Enter your keyword

Hear her: women’s voices through poetry

Hear her: women’s voices through poetry

Hear her: women’s voices through poetry



Last month National Criminal Justice Arts Alliance chair, Alison Frater, attended the launch of a new London centre for women who have been through the criminal justice system or experienced violence. Here, she shares some of the poems and stories she heard from the women using it.


The event Hear Her: Women’s Voices Through Poetry was a great way to announce a new women’s centre in north east London. Provided by women’s charity Advance, the centre is funded by the Mayor of London and launched following its Office for Policing and Crime (MOPAC) report that prioritises building centres in the community as an alternative to women’s imprisonment.

Cutting the ribbon creatively put poetry at its heart. The poets sharing their work were the women using the centre, and were wonderfully inspiring. The poetry had a bruising, moving honesty because it came from a place of hurt. Reaching across words of victimization, offending and abuse, the women gave us meaning and emotional truth with language that was about self-belief and growth.

Trouble is the name you have given to me.
Where does that come from?
Inside my mind you have no knowledge of the ties that bind.
The love, care, fragility and ability all form a greater part of me…”
Extract from ‘Trouble’

So watch me grow, and watch me flourish.
From the dirt and disquiet, I was nourished.”
Extract from ‘Growth’

Introductions by Niki Scordi, Chief Executive of Advance, and commissioners of the service presented the centre’s origins and purpose. Offering a model of care that integrates all the community based services needed to build recovery and rehabilitation, the centre aims to end the adverse consequences of imprisonment on the lives of women, their children and families.

Planning for the centre had been hard. It was long overdue, with years since conception. The complexity that comes with multiple partner organisations had contributed to the delay, but would now lead to the centre’s sustainability.

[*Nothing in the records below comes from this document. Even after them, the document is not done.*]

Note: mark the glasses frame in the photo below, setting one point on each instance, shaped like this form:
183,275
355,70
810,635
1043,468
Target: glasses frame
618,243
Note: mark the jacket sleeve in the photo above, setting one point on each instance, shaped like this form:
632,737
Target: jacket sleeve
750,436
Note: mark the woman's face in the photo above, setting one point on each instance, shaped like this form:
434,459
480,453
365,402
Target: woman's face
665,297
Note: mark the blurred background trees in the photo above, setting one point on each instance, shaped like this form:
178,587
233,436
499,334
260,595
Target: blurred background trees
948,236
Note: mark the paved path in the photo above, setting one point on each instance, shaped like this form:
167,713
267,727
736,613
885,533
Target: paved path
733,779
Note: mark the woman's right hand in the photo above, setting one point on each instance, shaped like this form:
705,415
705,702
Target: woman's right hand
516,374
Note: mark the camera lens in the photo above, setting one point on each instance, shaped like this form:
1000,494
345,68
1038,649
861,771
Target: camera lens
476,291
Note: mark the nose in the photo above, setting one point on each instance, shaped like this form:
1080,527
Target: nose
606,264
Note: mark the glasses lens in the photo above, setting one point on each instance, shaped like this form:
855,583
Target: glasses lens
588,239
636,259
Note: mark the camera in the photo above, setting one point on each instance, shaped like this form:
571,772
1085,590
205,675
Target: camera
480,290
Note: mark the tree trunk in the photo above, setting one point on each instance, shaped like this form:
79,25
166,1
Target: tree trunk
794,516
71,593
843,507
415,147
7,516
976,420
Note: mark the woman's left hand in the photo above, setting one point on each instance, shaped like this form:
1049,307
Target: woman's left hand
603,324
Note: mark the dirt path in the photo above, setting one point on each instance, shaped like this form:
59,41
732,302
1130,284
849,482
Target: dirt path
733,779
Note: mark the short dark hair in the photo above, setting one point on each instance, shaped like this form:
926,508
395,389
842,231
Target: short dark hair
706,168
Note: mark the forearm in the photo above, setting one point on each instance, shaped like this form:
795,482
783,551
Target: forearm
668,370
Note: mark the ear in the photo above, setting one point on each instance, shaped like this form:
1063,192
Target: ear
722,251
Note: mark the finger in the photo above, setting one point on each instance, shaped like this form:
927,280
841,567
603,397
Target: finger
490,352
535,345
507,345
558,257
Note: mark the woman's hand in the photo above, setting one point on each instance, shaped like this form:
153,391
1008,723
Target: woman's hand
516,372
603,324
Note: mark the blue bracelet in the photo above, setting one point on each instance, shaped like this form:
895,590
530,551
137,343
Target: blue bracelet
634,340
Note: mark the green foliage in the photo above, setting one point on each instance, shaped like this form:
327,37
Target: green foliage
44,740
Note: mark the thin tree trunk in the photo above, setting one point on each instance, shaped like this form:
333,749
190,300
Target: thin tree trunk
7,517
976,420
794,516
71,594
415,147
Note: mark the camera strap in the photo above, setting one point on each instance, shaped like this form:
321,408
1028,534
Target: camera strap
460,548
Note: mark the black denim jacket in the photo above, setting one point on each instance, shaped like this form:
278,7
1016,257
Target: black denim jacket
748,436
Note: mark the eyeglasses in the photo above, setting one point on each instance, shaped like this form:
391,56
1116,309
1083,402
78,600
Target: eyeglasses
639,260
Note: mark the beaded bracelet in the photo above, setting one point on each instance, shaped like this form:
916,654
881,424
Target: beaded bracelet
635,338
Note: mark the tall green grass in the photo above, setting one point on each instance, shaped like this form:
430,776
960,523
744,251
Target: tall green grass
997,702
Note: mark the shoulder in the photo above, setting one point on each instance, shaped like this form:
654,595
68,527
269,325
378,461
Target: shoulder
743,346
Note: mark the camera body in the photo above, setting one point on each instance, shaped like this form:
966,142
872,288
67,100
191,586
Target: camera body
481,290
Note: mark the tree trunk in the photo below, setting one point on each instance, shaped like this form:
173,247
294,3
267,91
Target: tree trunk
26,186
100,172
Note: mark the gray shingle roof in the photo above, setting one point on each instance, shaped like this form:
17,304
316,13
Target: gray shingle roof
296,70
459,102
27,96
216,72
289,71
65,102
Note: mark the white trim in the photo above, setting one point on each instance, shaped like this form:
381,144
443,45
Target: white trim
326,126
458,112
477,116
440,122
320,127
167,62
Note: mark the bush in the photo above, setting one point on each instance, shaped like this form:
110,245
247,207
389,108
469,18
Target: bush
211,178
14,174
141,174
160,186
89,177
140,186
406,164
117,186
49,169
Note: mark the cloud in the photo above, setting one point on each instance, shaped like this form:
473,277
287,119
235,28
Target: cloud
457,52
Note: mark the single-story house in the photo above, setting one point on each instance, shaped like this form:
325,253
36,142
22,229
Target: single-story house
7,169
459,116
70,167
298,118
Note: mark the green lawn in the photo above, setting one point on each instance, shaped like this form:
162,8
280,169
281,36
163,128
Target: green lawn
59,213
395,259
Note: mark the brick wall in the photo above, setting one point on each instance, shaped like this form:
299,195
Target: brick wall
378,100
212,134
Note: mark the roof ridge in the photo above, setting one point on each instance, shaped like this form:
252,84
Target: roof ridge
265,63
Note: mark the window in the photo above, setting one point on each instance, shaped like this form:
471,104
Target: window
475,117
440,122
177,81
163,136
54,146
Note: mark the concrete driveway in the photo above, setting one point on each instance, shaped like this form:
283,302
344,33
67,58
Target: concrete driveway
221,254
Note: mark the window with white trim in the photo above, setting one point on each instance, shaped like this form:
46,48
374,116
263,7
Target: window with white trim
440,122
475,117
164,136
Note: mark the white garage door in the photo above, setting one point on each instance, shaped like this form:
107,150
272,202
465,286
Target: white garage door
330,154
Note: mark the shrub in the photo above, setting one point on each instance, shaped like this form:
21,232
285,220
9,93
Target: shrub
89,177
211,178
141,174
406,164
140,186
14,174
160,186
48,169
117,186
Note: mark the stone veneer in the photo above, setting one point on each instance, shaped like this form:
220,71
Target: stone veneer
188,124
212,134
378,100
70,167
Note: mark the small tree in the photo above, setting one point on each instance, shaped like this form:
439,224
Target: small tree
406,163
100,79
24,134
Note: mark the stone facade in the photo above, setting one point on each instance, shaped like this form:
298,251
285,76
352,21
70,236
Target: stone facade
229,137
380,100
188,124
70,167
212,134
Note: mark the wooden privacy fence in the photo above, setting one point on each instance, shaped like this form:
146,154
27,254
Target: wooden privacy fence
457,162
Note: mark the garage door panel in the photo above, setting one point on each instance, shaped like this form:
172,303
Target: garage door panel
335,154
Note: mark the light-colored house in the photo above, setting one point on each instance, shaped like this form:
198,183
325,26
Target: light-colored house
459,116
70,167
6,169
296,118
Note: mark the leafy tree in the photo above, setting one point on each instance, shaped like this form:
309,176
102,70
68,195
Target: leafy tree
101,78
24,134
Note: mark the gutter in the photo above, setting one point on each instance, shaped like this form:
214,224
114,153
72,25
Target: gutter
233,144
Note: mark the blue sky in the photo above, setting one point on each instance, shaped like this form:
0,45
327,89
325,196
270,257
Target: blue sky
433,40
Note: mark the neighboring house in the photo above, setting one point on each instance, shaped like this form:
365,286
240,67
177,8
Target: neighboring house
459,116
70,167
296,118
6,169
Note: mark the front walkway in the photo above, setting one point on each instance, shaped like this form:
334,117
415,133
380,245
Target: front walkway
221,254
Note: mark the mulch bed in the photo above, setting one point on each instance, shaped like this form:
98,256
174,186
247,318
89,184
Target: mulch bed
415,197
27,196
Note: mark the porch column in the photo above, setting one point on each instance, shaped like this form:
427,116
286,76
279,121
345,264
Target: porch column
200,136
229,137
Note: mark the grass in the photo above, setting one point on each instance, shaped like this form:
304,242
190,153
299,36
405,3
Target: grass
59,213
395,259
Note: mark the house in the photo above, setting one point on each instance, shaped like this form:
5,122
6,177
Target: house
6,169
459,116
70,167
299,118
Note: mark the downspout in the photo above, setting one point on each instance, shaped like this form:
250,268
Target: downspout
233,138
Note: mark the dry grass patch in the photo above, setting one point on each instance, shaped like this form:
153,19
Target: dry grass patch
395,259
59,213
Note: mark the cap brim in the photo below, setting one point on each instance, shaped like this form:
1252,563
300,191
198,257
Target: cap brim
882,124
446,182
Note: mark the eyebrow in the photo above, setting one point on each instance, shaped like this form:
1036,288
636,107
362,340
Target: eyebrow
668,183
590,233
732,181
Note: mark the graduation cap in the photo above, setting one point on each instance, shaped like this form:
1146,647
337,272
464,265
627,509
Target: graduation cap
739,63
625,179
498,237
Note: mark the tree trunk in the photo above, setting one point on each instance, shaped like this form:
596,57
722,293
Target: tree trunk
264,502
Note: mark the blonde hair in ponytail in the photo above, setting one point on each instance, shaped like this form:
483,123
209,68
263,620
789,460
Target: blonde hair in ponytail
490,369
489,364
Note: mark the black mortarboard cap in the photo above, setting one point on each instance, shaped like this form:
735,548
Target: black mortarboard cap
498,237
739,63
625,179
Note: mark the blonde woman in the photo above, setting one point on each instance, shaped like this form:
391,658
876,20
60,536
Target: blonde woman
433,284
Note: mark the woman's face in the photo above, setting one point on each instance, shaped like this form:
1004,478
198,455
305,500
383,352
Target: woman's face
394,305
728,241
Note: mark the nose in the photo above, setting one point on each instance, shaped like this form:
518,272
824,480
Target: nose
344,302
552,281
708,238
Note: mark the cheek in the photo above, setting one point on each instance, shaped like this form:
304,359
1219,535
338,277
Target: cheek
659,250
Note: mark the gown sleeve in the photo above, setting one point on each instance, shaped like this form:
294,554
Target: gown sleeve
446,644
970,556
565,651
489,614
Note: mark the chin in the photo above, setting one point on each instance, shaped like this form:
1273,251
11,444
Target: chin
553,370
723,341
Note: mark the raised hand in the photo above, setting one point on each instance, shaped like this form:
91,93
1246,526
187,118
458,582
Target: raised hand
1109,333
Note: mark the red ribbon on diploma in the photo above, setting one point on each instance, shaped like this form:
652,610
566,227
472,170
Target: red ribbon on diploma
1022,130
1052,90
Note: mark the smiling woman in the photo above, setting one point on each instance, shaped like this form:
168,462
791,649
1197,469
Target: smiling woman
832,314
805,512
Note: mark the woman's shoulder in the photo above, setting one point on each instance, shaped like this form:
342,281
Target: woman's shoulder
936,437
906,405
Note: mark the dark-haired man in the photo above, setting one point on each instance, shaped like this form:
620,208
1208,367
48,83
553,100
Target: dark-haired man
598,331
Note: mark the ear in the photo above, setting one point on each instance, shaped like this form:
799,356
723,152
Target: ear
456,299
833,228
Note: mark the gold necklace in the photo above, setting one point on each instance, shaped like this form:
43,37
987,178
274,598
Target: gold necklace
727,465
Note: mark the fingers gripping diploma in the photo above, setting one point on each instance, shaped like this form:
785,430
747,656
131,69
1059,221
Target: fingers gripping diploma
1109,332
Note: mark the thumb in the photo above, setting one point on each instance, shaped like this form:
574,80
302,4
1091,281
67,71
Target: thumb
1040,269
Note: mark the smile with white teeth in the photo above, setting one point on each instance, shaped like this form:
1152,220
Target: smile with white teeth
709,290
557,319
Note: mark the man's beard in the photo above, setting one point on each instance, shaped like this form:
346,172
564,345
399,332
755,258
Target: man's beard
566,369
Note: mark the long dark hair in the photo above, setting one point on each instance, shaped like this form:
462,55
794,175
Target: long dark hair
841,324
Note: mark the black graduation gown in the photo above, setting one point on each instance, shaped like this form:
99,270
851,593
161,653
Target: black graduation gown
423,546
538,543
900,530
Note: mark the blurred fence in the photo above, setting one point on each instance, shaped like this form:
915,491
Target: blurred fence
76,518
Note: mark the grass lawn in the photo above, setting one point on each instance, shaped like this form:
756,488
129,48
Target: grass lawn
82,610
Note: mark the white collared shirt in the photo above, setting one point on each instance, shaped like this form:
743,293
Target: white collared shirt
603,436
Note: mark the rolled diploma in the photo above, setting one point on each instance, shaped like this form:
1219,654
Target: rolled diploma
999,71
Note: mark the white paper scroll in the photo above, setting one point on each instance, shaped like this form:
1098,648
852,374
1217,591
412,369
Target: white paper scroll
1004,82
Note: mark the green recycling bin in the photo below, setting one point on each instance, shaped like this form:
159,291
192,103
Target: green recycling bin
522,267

Guest speaker, spoken word poet, Shareefa Energy, facilitated the poetry writing workshops with women who have been through the criminal justice system or experienced violence. She paid tribute to the women; many of them had never thought of writing poetry or even felt they could. In contrast to the complexity of setting up the centre her task had been simple and joyful. Simple, because it was about love and humanity; joyful because the women were so talented, the poems ‘just flowed.’

For me, as a commentary on what services were needed, Shareefa and the women had the answers; the poetry had all the words.

Given time and space – for conversation, for sharing, for listening – the tyranny of brutalizing, tangled up memories can be liberated. In truth, they may not be fully dispatched, but, it is where healing begins.